A pobreza do debate político e a ausência de qualquer discussão relevante e séria sobre nossa falta de crescimento, que se arrasta por 40 anos, a imensa pobreza da maioria da população, a ausência de perspectiva de quase toda a juventude do país, tudo isto passou longe dos programas, dos discursos e dos debates. A circulação de mentiras por todos os lados, obrigando a Justiça Eleitoral a monitorar o esgoto a céu aberto em que se transformaram as redes sociais e a internet, o ódio e o estranhamento entre os amigos e as famílias, tudo isto aponta para uma sociedade perdida.
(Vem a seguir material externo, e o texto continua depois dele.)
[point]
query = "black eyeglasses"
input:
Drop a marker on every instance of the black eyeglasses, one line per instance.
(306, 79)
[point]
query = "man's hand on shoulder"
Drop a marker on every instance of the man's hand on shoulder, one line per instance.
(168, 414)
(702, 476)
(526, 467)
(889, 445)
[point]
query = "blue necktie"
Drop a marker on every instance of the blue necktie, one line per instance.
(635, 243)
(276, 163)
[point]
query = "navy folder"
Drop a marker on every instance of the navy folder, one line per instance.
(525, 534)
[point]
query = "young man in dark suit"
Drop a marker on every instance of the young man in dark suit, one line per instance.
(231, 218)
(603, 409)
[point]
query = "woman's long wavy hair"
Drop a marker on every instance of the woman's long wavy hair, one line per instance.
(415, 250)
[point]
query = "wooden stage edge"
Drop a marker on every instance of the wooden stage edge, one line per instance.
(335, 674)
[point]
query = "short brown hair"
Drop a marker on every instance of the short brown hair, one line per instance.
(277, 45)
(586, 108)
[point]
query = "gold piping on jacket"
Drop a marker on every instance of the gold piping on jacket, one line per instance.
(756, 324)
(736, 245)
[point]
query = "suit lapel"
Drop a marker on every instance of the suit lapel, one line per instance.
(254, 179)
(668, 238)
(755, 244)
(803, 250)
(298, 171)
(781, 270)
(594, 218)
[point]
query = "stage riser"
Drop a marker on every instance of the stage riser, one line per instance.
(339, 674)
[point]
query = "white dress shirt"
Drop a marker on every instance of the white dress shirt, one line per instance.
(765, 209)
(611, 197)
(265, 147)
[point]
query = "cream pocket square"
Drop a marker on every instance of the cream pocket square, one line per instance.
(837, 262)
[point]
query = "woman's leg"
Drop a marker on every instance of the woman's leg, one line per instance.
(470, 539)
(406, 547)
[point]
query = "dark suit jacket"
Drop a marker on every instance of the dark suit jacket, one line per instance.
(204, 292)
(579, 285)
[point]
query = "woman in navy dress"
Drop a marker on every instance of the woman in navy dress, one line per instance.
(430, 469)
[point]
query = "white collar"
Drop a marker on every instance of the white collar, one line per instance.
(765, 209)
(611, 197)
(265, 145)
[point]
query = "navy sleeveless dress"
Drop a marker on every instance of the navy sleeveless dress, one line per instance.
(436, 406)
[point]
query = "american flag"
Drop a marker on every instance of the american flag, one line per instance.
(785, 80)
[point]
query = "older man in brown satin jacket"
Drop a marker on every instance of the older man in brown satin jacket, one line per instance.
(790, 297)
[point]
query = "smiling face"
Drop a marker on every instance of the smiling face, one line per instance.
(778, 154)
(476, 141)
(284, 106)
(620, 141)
Vivi muito tempo e participei de muitas eleições. Perdi quase todas, a ponto de me acostumar com as derrotas. Mas desta vez meu sentimento de perda ultrapassou tudo o que eu já senti, porque, do meu ponto de vista, qualquer que fosse o resultado das urnas toda a população do país já estava derrotada.
O resultado apertado, a composição do Congresso e os sinais de mobilização permanente de grupos antidemocráticos que até agora não haviam demonstrado um mínimo de força, apontam para um governo difícil para o presidente Lula. Ele tem dois desafios gigantescos. O primeiro será criar as condições para que o país volte a crescer. Para isto terá que vencer o conservadorismo fiscal dos mercados e da mídia, que colocam a estabilidade acima do crescimento, indiferentes à pobreza de 90% da população. Mas terá também de vencer a cartilha econômica dos anos 1950 que faz parte da alma do seu partido.
Além de uma gestão econômica audaciosa, embora responsável, terá que liderar reformas que, começando com o fim definitivo da reeleição, deem lugar a um sistema político mais verdadeiro e representativo, onde haja lugar também para os bons cidadãos, e não apenas para os aventureiros, os mercadores da boa fé dos humildes e os agentes de negócios.
Ficou claro que nenhum grupo político tem maioria. Grande parte dos eleitores não votou a favor, mas sim contra. O que pode reunir a todos seria o crescimento e a luta contra a pobreza e a desigualdade. Toda a pauta de costumes, sejam as reacionárias ou as de vanguarda, tem que ficar longe do governo e da política.
Para o bem de todos é preciso pôr enfim uma pedra sobre tudo o que nos separa.